3) What elements from the top US innovation ecosystems have been taken into account in the design of Moonshot and how can this tool be leveraged to replicate US models in other countries?
Moonshot was originally designed in Israel, to understand how an innovation economy can grow without powerful industries established in the same region. This model is perfectly applicable to the United States, to geographic ecosystems such as Silicon Valley or Boston. In the case of the US model, the connection of innovation with demanding industries is the basis of the traction of startups and the easiest access to sources of innovation. This high traction model can perfectly be applied outside the US.
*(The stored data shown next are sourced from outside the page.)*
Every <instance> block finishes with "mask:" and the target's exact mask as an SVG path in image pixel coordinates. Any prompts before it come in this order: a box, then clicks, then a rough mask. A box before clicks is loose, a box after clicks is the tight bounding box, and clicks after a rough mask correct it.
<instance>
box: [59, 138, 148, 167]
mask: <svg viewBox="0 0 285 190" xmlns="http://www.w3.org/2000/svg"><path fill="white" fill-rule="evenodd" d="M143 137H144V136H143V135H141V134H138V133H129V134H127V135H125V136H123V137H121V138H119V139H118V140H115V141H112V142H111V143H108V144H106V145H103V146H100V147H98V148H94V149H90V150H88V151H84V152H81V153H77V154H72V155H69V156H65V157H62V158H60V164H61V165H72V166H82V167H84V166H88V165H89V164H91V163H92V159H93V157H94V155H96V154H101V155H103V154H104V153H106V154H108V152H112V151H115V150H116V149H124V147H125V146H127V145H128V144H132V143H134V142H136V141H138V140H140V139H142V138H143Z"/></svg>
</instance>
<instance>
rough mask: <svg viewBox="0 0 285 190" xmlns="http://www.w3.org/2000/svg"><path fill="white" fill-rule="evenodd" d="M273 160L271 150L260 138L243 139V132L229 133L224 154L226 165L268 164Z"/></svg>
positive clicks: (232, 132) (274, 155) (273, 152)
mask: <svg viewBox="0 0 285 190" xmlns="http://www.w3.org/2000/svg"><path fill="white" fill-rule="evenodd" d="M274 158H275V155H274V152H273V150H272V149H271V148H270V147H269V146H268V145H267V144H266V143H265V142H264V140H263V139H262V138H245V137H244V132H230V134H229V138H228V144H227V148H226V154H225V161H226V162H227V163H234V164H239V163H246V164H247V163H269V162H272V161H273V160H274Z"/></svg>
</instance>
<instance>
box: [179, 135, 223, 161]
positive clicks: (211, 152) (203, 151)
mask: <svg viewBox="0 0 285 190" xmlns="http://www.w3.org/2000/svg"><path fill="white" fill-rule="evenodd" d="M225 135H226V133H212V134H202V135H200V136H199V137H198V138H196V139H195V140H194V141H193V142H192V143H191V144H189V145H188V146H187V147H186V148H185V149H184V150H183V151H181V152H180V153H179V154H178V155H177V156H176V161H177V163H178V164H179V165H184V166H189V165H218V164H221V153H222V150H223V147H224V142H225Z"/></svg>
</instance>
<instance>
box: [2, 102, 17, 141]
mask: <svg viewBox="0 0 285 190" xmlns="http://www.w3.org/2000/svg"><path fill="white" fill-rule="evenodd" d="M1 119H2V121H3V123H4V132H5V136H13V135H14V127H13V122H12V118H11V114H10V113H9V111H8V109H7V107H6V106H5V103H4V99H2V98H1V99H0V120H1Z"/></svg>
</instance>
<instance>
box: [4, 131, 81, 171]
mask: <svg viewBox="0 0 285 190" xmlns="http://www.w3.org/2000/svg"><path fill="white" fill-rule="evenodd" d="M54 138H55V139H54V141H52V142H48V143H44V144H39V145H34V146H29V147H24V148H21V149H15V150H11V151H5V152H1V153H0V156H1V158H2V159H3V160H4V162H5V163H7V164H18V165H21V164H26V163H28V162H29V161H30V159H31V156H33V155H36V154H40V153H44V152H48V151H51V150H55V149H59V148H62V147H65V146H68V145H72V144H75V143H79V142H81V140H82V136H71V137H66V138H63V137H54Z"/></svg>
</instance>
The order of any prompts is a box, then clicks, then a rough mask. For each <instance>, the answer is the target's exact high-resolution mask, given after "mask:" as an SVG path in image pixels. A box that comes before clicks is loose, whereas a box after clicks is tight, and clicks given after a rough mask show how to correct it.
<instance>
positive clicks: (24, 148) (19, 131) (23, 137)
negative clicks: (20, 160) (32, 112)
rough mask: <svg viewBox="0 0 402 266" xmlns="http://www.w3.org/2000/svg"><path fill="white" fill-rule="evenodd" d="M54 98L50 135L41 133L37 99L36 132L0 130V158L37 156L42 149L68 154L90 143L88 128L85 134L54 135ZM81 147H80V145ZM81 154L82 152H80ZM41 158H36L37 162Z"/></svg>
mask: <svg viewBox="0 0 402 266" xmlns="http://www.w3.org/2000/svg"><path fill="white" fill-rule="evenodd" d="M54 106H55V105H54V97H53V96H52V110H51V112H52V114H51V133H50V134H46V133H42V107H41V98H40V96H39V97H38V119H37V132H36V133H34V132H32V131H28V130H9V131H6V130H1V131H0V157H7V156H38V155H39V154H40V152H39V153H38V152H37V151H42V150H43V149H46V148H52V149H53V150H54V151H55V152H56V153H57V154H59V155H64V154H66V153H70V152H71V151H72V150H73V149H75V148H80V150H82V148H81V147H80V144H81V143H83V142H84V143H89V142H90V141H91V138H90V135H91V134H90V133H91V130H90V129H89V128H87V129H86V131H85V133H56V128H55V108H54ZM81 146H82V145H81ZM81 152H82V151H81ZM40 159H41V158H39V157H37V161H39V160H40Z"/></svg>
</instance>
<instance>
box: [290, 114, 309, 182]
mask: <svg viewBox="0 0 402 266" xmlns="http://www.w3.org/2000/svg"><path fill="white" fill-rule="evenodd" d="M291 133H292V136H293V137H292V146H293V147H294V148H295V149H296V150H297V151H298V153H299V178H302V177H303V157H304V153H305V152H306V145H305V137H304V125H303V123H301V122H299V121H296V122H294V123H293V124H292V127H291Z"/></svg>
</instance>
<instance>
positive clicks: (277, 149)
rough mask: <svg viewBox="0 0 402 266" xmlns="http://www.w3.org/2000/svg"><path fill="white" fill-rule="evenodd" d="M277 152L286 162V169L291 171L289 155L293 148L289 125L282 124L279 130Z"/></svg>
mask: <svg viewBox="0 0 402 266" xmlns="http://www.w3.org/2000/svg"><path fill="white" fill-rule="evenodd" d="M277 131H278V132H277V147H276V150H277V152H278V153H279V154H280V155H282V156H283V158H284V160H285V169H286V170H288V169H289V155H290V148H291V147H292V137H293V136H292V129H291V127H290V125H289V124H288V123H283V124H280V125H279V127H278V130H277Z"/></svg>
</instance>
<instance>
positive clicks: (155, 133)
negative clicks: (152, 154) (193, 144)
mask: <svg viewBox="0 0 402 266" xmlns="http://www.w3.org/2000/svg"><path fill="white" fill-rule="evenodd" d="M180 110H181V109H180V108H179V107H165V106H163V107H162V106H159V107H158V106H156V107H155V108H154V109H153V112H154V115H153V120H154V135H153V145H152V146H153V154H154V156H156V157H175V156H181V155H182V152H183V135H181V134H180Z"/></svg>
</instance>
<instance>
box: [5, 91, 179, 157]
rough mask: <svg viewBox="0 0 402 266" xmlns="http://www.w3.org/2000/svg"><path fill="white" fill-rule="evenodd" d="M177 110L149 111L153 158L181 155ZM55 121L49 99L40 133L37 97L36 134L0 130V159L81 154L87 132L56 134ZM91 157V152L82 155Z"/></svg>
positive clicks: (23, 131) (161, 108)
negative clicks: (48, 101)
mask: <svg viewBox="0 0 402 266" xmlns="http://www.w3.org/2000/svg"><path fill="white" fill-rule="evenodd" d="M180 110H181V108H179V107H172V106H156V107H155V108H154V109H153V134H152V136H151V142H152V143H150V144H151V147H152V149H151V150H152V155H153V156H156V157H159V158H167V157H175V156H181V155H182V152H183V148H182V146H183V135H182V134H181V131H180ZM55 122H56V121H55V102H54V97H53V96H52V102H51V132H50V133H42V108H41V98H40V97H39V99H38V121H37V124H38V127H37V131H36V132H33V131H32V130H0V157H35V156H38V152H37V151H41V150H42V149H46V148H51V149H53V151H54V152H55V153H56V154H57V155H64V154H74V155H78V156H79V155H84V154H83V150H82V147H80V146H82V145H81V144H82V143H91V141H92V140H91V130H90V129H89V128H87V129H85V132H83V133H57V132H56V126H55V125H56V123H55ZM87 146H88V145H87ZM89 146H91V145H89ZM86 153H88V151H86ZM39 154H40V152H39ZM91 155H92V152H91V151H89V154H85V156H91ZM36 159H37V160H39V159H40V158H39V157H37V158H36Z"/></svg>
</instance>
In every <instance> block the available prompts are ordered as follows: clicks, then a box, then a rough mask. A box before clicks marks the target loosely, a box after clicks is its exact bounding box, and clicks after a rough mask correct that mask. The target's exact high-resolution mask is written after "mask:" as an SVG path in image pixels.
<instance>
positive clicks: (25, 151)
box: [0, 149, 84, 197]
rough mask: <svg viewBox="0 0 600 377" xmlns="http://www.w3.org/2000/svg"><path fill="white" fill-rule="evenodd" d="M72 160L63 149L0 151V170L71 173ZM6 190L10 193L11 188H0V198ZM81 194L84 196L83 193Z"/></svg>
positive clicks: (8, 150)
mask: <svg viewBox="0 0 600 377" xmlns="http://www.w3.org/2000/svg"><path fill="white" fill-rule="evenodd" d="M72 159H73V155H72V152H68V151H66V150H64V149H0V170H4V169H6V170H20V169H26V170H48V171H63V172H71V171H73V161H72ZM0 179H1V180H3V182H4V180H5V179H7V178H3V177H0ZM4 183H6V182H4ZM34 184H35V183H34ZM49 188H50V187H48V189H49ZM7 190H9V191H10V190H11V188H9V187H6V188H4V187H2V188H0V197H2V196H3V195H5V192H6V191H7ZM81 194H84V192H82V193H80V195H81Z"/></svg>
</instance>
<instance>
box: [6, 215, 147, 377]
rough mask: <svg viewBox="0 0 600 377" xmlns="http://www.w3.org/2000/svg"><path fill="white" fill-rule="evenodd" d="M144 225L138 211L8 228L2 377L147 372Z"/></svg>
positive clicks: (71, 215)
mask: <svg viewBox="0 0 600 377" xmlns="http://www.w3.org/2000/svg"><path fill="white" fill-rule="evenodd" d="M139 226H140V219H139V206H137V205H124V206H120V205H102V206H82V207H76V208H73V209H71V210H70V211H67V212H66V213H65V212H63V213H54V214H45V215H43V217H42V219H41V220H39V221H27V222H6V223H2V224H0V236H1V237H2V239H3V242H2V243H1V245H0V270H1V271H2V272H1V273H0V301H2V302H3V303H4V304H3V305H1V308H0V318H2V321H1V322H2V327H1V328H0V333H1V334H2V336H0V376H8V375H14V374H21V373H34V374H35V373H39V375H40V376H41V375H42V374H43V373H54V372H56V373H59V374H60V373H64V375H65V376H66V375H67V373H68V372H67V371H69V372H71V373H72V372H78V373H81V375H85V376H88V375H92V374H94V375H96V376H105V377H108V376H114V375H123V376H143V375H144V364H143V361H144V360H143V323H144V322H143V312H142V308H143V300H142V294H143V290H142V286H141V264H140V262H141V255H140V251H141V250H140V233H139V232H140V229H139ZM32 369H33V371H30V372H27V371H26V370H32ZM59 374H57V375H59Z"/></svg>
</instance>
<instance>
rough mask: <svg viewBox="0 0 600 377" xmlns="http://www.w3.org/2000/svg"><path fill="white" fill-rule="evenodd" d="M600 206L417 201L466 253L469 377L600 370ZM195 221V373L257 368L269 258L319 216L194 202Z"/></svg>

4) Typically, differences in culture (e.g. risk aversion) and environment (e.g. access to venture capital or talent) are mentioned as obstacles when trying to replicate successful innovation ecosystems like Silicon Valley in Spain. How important do you think these issues are and what can be done to overcome them?
The most important lesson learned from innovation ecosystems is based on the close relationship between innovators and industries. This connection defines a road map or Innovation Map that is becoming a key competitiveness strategy throughout the world. From this point of view, Moonshot digitizes this relationship and socializes innovation towards all types of companies. The physical ecosystems of Silicon Valley, Boston, Israel have been a source of knowledge to create this global platform. The innovation market has a global character, but the US is the main driver.
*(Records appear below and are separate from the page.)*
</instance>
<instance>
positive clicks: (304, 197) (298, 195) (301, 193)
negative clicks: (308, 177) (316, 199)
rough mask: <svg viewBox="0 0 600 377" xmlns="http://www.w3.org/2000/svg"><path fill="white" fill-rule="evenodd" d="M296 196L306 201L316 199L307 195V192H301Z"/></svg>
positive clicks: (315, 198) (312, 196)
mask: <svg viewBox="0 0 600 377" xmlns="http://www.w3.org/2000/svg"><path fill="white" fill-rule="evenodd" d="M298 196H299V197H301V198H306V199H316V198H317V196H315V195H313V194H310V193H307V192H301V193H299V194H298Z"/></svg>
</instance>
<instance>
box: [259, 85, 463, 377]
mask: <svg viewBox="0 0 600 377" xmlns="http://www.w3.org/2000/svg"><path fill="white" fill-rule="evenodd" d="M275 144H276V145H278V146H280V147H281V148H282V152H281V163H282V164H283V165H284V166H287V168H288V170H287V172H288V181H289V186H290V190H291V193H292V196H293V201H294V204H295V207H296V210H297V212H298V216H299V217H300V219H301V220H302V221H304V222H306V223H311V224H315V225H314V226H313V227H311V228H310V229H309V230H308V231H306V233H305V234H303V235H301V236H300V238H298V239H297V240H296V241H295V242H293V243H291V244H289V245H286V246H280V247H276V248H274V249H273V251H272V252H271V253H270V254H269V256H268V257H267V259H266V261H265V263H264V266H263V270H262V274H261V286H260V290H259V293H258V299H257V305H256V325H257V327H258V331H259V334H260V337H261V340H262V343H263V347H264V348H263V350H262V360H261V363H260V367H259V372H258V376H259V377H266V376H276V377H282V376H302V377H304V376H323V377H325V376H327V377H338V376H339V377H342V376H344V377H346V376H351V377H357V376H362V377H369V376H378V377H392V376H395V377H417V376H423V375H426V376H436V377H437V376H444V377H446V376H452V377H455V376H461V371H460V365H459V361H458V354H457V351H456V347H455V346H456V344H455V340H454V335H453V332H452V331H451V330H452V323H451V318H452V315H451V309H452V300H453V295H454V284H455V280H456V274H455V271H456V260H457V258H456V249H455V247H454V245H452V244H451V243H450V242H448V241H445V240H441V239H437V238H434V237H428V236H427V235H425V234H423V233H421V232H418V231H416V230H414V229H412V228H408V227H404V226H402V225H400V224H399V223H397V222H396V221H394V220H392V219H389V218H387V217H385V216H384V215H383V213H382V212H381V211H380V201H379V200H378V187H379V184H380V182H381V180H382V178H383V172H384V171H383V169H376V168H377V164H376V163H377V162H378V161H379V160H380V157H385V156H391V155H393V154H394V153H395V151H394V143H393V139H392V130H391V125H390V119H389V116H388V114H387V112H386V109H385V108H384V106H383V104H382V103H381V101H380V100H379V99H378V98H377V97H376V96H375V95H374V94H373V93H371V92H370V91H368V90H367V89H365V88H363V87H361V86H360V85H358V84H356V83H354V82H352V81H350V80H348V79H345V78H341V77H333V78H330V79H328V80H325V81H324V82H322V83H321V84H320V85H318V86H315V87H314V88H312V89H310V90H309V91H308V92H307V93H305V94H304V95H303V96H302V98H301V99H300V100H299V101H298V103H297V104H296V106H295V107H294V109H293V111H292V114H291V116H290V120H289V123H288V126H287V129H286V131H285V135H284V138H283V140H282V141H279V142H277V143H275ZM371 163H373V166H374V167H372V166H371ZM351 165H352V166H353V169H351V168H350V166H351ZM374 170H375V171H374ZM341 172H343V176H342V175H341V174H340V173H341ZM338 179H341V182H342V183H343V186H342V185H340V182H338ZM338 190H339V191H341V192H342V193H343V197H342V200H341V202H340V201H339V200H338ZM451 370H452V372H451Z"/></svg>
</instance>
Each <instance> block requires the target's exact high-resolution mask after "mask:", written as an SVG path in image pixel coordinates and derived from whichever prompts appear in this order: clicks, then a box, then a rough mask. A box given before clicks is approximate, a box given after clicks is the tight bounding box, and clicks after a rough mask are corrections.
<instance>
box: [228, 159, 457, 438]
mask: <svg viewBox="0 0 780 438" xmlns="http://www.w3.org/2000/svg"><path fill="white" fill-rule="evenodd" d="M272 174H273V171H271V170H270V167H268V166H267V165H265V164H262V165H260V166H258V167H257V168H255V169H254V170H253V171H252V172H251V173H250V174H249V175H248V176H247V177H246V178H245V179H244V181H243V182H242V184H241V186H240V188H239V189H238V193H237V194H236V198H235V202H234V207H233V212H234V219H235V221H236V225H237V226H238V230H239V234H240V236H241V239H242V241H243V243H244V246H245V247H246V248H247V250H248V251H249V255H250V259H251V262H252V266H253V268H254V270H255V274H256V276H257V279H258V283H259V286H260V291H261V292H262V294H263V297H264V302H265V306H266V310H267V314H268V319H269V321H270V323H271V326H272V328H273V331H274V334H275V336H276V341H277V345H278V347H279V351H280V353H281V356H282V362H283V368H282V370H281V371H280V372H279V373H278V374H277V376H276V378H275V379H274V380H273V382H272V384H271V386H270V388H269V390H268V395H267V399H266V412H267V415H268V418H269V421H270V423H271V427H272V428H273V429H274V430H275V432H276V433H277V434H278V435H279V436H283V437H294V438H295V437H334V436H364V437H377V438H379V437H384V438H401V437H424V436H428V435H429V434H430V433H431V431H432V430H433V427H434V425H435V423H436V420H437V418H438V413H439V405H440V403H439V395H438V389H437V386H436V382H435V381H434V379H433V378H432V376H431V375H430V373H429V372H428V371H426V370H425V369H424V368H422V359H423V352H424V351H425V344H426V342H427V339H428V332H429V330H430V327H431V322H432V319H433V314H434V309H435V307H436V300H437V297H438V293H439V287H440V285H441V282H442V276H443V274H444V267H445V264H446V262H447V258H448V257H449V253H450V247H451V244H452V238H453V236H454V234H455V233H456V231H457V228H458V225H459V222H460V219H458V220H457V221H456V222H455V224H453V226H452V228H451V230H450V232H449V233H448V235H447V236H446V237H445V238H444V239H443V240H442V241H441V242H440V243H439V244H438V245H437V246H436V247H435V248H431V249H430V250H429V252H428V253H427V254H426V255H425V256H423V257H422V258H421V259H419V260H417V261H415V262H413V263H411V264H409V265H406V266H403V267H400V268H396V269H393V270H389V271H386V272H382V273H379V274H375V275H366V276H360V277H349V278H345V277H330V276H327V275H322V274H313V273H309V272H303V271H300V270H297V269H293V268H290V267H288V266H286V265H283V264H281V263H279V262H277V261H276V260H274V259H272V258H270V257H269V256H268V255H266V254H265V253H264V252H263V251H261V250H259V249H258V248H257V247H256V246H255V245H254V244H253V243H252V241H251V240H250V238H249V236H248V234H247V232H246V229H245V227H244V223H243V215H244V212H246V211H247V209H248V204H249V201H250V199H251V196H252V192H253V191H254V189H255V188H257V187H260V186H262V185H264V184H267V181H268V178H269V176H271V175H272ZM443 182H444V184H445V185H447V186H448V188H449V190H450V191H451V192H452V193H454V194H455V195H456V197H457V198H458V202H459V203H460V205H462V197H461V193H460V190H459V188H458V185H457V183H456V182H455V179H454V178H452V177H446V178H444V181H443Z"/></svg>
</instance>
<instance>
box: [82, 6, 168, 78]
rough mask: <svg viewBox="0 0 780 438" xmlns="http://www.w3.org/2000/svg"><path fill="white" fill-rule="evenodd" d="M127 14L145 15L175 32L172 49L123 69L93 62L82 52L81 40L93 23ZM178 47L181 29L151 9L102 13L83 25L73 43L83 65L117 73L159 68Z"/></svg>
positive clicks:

5) There is no doubt that Artificial Intelligence is already disrupting many industries and will change significantly most of them in the coming decade, but how do you expect it will disrupt the innovation process itself?
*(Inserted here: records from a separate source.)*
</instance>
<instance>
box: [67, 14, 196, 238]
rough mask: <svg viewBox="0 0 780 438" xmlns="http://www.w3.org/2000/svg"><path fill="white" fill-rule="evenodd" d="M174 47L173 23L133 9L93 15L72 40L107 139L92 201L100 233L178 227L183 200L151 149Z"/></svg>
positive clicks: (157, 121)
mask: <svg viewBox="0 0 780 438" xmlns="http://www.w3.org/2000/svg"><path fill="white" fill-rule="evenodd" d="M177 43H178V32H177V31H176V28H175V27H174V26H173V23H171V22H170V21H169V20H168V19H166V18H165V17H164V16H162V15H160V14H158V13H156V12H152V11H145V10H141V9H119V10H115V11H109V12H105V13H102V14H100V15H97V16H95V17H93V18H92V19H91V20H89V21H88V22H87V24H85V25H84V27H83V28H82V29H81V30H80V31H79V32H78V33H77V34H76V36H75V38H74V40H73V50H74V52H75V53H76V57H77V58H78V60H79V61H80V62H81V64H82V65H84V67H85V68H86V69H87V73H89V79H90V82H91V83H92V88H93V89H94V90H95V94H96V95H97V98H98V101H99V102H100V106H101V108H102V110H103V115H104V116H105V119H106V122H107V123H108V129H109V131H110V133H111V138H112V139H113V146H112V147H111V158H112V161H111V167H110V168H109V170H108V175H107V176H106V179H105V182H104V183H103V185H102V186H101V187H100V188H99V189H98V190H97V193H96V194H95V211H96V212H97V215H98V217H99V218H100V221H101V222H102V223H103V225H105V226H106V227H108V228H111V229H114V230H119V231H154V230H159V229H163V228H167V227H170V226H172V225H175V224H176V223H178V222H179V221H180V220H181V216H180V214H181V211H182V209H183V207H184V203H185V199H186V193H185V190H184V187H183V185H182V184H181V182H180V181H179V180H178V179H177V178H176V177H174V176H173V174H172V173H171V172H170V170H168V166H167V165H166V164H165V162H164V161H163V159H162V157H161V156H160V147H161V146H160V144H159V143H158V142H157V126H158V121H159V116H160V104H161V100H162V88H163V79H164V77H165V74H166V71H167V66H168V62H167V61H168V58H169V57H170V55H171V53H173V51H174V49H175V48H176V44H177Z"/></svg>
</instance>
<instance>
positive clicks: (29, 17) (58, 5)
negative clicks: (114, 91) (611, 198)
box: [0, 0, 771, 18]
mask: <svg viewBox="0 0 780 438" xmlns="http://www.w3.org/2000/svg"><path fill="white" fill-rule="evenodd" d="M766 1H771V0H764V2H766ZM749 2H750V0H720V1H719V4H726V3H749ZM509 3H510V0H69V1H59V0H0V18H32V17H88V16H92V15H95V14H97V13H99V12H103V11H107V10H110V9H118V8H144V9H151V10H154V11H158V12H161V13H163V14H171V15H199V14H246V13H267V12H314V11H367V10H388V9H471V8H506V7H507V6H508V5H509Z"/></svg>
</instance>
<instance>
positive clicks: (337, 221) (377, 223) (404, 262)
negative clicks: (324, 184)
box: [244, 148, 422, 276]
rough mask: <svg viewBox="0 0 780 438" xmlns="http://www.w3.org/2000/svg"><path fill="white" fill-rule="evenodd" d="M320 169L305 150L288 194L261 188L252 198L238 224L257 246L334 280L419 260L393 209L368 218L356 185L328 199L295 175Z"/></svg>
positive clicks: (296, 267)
Artificial intelligence allows us to collect and analyze data in a massive way to create patterns of behavior between the innovation network and the way in which disruptive technologies are demanded by companies. These roads can involve more than 5 million routes between economic sectors and sources of innovation. On the other hand, we are developing an ontological system that, based on neural networks, understands the evolution of disruptive technologies and their relation between them.
6) Which do you think will be the main engines of innovation in the next decade?
There are five innovation nodes changing lives: AI and Digital Life, life sciences, new materials and nanotechnology and robotics, energy and sustainability. These nodes are evolving and mixing one to each other, and that allows the industry diversification. The boundaries of industrial silos will be blurred by the action of innovation, changing the nature of industries.